The preparation of the surface was done when the original concrete footing specimens were 35 days old. The surfaces of the RC footings were roughed by hand-chiseling from all sides and top surface. Dowel bars of 10 mm diameter and 250 mm length rod were installed in original footings between the interfaces of the layered construction. These bars were embedded into the initial cast concrete by drilling after 40 days of casting with 100 mm embedded length and were installed using sikadur-31CF (Thixotropic epoxy resin adhesive). Figure 8 shows surface perpetration process, dowels drilling and placement in original footing and casting concrete jacketing.

Figure 8: Preparation process (a) Roughening the concrete surface. (b) Drilling. (c) Installing epoxy. (d) Installing and placement dowels. (e) Casting new jacket.

3.4.  Instrumentation acquisition system

The data acquisition system included two data acquisition modules for all the strains, displacements, and load cells. Ten LVDTs were used to record the vertical displacement.  Figure 9 shows the distribution of LVDTs on group-1 and group-2 respectively.

Figure 9: LVDTs distribution for (a) Group-1.  (b) Group-2.

Concrete strain gauges were installed on the upper reinforced concrete footing on one direction only for group-1; strains were placed on to orthogonal direction for group-2 as shown in Figure 10).

Figure 10: Concrete strain gauge distribution on (a) Group-1. (b) Group-2.

Reinforcement Strain gauges (6mm-length) were attached to steel rebar’s in one direction for group-1 and in two orthogonal directions for group-2 as shown in Figures 11 (a and b) respectively. Figures 11 (c and d) show the distribution of additional reinforcement strain on the newly placed steel bars for strengthened footings G1F1, G1F2, G2F1 and G2F2.

Figure 11: Reinforcement strain gauge distribution (a) Group-1. (b) Group-2. (c) Strengthening footing group-1. (d) Strengthening footing group-2.

Shear dowels, at typical locations, had strain gauges at their mid-length in longitudinal direction in specimen G1F1, while strain gauges were placed on shear dowels in orthogonal directions in specimen G2F1. Figure 12 shows a typical layout for strain gauge placed on shear dowels.

Figure 12: Typical reinforcement strain gauge placed on shear dowels.

Figure 13(a) shows a TY-350 pressure cell placed between the reinforced concrete footing and the soil surface to determine the contact stress distribution below the footing.

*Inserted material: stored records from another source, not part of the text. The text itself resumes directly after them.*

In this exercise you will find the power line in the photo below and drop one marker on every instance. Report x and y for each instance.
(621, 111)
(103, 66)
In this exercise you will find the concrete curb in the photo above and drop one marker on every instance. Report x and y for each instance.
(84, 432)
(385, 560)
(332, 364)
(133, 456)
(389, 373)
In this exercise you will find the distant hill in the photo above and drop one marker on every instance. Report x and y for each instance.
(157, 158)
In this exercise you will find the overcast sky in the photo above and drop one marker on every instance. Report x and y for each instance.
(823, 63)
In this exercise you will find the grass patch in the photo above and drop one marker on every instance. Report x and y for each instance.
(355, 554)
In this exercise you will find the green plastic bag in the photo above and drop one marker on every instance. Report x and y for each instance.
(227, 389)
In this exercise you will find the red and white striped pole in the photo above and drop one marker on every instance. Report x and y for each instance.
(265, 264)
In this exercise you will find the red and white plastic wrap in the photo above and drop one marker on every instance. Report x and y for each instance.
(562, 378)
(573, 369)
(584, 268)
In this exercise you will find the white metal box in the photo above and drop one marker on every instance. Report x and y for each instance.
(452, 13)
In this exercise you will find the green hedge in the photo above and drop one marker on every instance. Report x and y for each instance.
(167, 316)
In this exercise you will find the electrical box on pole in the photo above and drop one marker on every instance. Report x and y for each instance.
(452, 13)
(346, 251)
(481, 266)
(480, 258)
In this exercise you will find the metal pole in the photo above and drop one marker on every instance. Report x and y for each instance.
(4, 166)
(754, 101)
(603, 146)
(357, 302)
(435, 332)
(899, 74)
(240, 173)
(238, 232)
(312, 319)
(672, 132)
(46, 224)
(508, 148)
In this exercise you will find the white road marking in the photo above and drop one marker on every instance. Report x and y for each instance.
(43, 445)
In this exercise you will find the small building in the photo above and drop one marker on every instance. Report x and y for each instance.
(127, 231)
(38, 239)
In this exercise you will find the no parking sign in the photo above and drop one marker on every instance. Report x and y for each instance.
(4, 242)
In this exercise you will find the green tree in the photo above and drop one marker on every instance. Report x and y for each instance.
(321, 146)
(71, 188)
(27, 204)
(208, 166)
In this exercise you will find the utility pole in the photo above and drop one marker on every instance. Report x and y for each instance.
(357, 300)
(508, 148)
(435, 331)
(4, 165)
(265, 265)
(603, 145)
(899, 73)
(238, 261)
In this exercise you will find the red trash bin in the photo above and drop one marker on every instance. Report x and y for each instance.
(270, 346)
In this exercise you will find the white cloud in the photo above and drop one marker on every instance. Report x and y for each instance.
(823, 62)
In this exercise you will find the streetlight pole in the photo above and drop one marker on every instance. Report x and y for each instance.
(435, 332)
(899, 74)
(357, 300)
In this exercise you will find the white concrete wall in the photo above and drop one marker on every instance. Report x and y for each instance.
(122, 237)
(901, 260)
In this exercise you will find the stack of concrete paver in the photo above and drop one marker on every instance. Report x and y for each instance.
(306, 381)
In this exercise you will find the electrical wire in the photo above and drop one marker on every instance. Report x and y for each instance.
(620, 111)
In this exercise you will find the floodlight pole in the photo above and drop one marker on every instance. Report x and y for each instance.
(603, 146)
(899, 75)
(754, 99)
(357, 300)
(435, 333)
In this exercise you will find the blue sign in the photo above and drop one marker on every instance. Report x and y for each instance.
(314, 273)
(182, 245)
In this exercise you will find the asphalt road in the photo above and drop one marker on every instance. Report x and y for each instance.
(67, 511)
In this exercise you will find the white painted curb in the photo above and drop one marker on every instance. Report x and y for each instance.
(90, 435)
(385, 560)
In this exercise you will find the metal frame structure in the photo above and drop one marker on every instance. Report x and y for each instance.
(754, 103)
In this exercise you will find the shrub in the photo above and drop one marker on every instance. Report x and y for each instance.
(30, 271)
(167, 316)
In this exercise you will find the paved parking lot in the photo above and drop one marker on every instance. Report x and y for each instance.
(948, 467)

Thus, it was decided to cover a pressure cell with thin steel plate to protect the pressure cell from damage. Four soil pressure cells were distributed below the reinforced concrete footing for groups (1&2) are shown in Figures (13) (b & c) respectively.

Figure 13: Distribution of load cell pressures beneath concrete footing (a) Typical TY-350 pressure cell. (b) (Group-1).  (c) (Group-2).

4. Experimental Results

The application of concrete jacketing increased the ultimate load-carrying capacity of strengthened footings compared with those without strengthening. Moreover, the load-carrying capacity of G1F1 and G2F1 were higher than that of G1F2 and G2F2. However, the difference in the ultimate capacity was not significant. The increases in loading capacity are due to the increase in the concentration of stress at the center of the footing for footings in groups (1&2).  The actual moment is calculated using compatibility of ultimate strains, where the location of the neutral axis is determined, and the moment is calculated by multiplying the tension force times the moment arm.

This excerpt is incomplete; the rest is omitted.